K8s runs Docker as the primary container format (among others, less popular ones). The container gives the developer a hermetically sealed container, i.e. a box for our processes. The context for these processes is always the same, which allows the package/container to be run on different machines and always give the same result.  K8s' role is to keep track of these processes, ensures they stay up, and helps them find each other.
K8s can be run on different environments: in any major cloud provider (GCP, Azure, AWS), but also on premise or in a hybrid environment, with consistency, as K8s is open source software. So in theory there is no vendor lock-in, and K8s workloads can be moved (gradually or not) from one provider to another.

Setup

The way to set up K8s is done in a declarative way, in a config file (i.e. version of the software to run, # of instances, desired state, etc). Dial or knob for the number of processes can be changed for scaling purposes, and is just a matter of changing the config file.

Schedulers

 Scheduling in a distributed environment is running copies of an instance consistently. Scheduling ensures loading the service on a machine that's not too busy, which as a metaphor equates to playing a multi-dimensional game of Tetris with resources: this create oddly shaped combinations of disk / CPU / disk requirements that are the nodes you run your software on, and that are set up for maximum efficiency.

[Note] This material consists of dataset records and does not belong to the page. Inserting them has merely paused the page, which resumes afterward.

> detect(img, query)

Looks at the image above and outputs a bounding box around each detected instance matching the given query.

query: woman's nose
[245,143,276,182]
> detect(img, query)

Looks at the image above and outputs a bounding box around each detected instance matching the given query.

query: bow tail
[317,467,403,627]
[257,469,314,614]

Rolling updates can be managed this way: the developer can roll out a new definition of her software for a container, and slowly add the new definition/version of her app, while dialing down the older version to slowly replace the previous version. So atomic upgrades are possible, as well as rollbacks, in a seamless way.
Interestingly, prior existing data infrastructures like Hadoop that tried to do it all, including managing the infrastructure now go through Docker ,  running a dockerized application on Apache Hadoop YARN.

Service discovery

However K8s is more than a scheduler as it also performs service discovery. K8s intelligently routes to services, which are often tagged (i.e. #backend, #frontend, etc) services that you can target, which is a very powerful concept.
An example of this is a load balancer which is also managed by K8s. Usually static names for the different parts of your system are given, and thus can be handled easily.

Storage

From its inception, Docker encouraged the design of stateless services.
Persistence and statefulness are an afterthought in the world of containers. This design works in favor of workload scalability and portability.
It is one of the reasons why containers are fueling cloud-native architectures, microservices, and web-scale deployments.
So, given that either the host can abruptly terminate, or the container itself can fail, the state needs to be stored usually somewhere else via a networked volume independent of the host or the container.

A pod is the logical unit of Deployment in Kubernetes. 
A K8s volume is attached to the pod that encloses it. Data in the volume is preserved across container restarts. If the pod dies, the volume is gone. The K8s volume is a directory with some data that is accessible to all the containers of a pod.

Google Container Engine


GCE is the hosted version of K8s managed by Google.  Thus K8s is being upgraded, and the cluster handled for you, for example. What you get out of a hosted environment is:
- Dynamic creation and removal of machines
- APIs for controlling the cluster and the network.

Autoscaling is a major feature of GCP (and is also offered in other providers).